Des températures élevées ont favorisé les départs d’incendies dans de vastes régions de Grèce, d’Italie et du sud de la Méditerranée. Des milliers de personnes ont vu leur maison et leur entreprise complètement réduites en cendres et des dizaines ont perdu la vie dans toute la région. Même Athènes, berceau de la civilisation européenne, a été menacée. Les incendies sur l’île d’Eubée et dans le Péloponnèse se poursuivent. Celui d’Eubée est à ce jour le plus grand feu de forêt jamais enregistré en Grèce. En Italie, les pompiers ont déclaré avoir combattu plus de 500 foyers d’incendie en une nuit en Calabre et en Sicile.

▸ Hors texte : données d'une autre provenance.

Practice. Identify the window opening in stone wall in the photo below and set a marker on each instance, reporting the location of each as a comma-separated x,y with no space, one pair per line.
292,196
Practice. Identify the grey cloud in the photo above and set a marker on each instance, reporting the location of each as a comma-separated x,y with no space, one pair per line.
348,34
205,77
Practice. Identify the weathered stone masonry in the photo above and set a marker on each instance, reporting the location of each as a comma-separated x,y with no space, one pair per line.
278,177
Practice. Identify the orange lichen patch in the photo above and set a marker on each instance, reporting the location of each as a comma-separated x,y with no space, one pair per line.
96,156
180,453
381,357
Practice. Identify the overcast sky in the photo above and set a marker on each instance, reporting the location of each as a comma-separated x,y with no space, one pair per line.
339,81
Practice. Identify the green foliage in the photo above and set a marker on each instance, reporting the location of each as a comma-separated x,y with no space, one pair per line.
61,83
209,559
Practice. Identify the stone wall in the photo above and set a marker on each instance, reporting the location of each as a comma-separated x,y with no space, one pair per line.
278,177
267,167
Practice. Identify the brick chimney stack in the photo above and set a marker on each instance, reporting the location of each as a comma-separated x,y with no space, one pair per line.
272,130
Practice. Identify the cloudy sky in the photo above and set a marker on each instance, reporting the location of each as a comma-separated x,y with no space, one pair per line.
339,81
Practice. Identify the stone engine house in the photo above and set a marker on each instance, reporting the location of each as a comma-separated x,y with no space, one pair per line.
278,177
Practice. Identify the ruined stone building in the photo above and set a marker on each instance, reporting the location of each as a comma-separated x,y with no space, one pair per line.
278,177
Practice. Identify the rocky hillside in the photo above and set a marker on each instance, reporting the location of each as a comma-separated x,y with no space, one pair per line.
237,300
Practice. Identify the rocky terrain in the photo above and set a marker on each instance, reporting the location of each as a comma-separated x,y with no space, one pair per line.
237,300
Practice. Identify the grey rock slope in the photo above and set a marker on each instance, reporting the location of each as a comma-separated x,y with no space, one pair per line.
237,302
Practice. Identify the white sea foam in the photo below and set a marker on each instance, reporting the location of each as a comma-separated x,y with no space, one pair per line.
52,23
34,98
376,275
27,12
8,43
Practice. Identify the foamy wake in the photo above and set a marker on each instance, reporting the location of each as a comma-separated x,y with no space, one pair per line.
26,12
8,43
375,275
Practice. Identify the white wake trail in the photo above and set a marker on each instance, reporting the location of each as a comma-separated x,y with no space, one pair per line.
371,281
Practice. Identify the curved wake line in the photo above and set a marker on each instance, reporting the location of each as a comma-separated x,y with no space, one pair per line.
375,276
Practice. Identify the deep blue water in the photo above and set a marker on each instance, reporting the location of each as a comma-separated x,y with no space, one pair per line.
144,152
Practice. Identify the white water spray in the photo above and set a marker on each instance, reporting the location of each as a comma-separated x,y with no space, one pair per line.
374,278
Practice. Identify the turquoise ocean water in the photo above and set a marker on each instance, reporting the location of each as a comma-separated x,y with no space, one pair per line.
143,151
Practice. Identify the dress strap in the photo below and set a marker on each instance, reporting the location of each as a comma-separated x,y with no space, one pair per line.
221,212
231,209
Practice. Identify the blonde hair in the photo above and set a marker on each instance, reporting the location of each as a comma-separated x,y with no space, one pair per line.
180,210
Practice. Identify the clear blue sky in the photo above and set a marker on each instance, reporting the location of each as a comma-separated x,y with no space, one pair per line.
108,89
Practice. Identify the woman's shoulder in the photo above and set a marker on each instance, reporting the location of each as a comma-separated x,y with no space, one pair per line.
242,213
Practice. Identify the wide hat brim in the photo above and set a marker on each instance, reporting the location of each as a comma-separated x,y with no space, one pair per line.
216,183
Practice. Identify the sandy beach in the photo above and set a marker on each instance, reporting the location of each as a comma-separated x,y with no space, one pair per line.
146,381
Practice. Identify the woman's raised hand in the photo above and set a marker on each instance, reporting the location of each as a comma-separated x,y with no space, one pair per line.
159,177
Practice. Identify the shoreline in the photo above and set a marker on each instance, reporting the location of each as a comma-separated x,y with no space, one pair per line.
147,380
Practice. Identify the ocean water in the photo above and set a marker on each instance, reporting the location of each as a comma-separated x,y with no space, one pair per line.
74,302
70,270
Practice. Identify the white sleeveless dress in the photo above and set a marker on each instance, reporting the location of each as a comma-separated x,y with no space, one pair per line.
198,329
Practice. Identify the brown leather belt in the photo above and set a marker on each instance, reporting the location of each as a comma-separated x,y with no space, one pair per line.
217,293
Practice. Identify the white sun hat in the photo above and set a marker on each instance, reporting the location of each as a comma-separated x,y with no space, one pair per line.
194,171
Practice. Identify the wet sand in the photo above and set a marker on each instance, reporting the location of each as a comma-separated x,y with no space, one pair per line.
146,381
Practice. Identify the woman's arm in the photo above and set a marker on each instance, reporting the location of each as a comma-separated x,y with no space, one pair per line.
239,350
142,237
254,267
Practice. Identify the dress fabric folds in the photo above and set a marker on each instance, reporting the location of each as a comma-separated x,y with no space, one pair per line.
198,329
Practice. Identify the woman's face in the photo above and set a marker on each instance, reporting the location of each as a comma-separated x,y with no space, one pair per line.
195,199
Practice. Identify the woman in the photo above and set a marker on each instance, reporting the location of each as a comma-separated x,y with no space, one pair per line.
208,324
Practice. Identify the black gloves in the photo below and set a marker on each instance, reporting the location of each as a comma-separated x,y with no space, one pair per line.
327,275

Aujourd’hui, la Banque européenne d’investissement exprime sa solidarité avec les victimes de ces terribles catastrophes qui frappent la Grèce et d’autres parties du sud de l’Europe, et s’emploie à apporter son soutien aux personnes touchées.

Dans le voisinage de l’Europe, les forêts de Turquie, de Russie et d’Algérie sont également en proie aux flammes. De l’autre côté de l’Atlantique, les feux de forêt détruisent de grandes parties de la Californie. Les effets du réchauffement climatique sont évidents, visibles et mortels.

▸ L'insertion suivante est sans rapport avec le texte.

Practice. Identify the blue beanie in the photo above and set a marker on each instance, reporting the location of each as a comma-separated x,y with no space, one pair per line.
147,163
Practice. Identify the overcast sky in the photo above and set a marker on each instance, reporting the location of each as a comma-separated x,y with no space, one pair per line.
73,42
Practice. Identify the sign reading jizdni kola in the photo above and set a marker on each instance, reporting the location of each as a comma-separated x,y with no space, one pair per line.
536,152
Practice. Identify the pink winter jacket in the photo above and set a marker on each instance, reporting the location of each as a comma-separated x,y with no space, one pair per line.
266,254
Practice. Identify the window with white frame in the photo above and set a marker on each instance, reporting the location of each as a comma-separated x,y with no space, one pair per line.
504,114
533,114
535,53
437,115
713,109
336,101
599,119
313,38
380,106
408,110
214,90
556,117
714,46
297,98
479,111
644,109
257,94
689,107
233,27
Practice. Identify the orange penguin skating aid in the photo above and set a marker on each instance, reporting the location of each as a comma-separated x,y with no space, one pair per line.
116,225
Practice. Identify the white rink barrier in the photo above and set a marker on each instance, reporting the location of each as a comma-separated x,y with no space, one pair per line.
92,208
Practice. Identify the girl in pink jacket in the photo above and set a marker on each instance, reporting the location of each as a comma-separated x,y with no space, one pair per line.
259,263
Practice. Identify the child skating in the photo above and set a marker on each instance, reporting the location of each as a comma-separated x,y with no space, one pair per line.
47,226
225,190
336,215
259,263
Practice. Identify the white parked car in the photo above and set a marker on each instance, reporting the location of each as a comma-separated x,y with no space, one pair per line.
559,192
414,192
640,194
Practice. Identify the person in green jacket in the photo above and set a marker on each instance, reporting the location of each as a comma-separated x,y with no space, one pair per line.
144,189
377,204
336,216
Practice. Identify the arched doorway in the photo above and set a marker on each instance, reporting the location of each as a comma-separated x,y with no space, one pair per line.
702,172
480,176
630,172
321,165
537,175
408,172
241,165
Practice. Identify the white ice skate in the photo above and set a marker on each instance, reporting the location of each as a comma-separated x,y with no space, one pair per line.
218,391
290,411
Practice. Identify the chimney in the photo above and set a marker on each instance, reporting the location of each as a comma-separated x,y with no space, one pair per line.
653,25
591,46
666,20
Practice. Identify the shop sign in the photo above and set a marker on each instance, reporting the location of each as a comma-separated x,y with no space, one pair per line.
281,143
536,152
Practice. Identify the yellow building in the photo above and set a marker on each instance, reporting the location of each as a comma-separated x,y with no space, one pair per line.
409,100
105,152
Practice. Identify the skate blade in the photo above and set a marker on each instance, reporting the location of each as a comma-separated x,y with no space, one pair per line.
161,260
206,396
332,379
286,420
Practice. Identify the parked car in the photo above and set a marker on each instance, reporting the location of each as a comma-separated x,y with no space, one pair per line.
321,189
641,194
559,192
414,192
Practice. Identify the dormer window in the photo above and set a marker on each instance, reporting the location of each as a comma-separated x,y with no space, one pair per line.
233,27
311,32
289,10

Mais le plus terrifiant, c’est la perspective que le pire soit encore à venir. Comme l’a clairement indiqué cette semaine le Groupe d’experts intergouvernemental sur l’évolution du climat (GIEC), les températures mondiales devraient augmenter de 1,5 °C par rapport aux niveaux préindustriels d’ici à 2040. À ce niveau, les vagues de chaleur, comme celle que nous connaissons aujourd’hui, devraient devenir plus fréquentes et plus graves. C’est le scénario le plus optimiste.

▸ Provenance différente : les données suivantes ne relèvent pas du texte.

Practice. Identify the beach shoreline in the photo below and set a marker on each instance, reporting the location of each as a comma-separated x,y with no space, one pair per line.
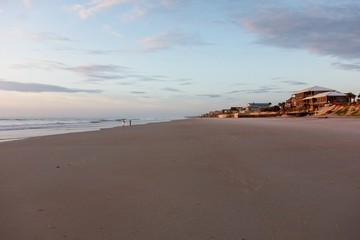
273,178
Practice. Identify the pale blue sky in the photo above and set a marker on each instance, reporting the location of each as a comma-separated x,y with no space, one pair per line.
170,58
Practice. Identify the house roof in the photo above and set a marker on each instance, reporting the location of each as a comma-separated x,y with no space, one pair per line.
327,94
316,89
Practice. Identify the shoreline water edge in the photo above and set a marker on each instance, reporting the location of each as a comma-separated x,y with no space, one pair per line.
12,129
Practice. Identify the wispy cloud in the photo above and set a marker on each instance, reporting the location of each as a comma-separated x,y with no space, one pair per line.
138,92
39,36
170,39
135,13
295,83
261,89
39,88
210,95
26,2
330,30
347,66
109,30
94,72
170,89
100,72
91,7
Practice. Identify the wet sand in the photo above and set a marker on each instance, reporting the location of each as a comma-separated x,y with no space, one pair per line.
191,179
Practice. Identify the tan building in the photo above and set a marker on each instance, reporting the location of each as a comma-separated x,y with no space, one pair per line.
314,97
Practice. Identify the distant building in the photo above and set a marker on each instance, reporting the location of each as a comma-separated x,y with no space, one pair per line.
257,107
311,98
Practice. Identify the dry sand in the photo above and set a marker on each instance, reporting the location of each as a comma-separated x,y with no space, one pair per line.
193,179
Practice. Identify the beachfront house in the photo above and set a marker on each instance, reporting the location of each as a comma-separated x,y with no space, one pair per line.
257,107
314,97
321,99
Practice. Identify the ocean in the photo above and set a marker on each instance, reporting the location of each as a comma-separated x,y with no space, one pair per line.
20,128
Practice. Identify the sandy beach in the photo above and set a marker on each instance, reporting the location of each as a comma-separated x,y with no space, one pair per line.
293,178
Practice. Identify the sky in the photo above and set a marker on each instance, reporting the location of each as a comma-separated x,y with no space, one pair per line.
171,58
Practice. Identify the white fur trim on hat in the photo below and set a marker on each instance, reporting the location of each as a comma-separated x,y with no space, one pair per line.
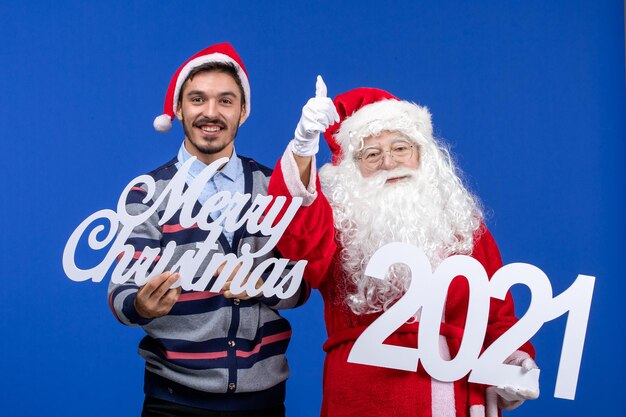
214,57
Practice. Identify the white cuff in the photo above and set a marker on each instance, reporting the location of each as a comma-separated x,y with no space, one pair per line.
291,174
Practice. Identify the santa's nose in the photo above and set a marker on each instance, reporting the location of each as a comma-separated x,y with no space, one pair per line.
388,162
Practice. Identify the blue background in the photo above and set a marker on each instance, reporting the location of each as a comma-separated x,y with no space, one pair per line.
530,95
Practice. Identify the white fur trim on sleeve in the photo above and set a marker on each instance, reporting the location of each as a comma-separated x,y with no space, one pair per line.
477,410
291,175
517,358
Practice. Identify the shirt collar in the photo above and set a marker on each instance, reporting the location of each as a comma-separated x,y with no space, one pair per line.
231,170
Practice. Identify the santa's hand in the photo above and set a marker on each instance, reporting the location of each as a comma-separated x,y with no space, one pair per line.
317,114
510,397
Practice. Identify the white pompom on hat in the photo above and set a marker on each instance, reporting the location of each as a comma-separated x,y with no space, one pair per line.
222,52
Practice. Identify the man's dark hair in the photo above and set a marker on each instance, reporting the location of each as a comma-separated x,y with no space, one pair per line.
223,67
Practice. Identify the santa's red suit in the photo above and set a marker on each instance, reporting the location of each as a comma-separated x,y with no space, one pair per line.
366,391
360,390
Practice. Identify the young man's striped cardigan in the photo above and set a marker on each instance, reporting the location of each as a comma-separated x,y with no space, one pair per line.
209,351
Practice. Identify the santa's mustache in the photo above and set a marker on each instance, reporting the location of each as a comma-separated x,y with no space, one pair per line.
380,178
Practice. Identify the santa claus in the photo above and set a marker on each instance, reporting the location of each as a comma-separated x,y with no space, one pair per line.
390,181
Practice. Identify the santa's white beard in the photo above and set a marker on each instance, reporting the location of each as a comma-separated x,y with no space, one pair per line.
440,217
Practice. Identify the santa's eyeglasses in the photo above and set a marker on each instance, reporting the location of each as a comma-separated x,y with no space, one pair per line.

Alors que nous sommes à la merci des aléas météorologiques à court terme, le destin à long terme de notre climat est entre nos mains. Les incendies qui touchent le sud de l’Europe et les inondations qui ont frappé le nord du continent le mois dernier témoignent de l’importance cruciale d’adapter nos infrastructures et nos sociétés aux changements à venir. L’UE s’est engagée à parvenir à la neutralité carbone d’ici à 2050 et il est temps que d’autres pays et régions lui emboîtent le pas. L’année dernière, la Banque européenne d’investissement a dévoilé sa Feuille de route de la banque du climat, un plan visant à accroître ses investissements à l’appui du climat et de la durabilité environnementale pour les porter à 50 % de ses prêts annuels d’ici à 2025. Cette feuille de route s’inscrit dans le droit fil de l’engagement pris par la banque européenne du climat pour mobiliser 1 000 milliards d’EUR d’investissements en faveur du climat et de la durabilité environnementale d’ici la fin de la décennie.

Nous sommes prêts à soutenir la Grèce et d’autres pays ainsi que leur population face à ces phénomènes climatiques extrêmes.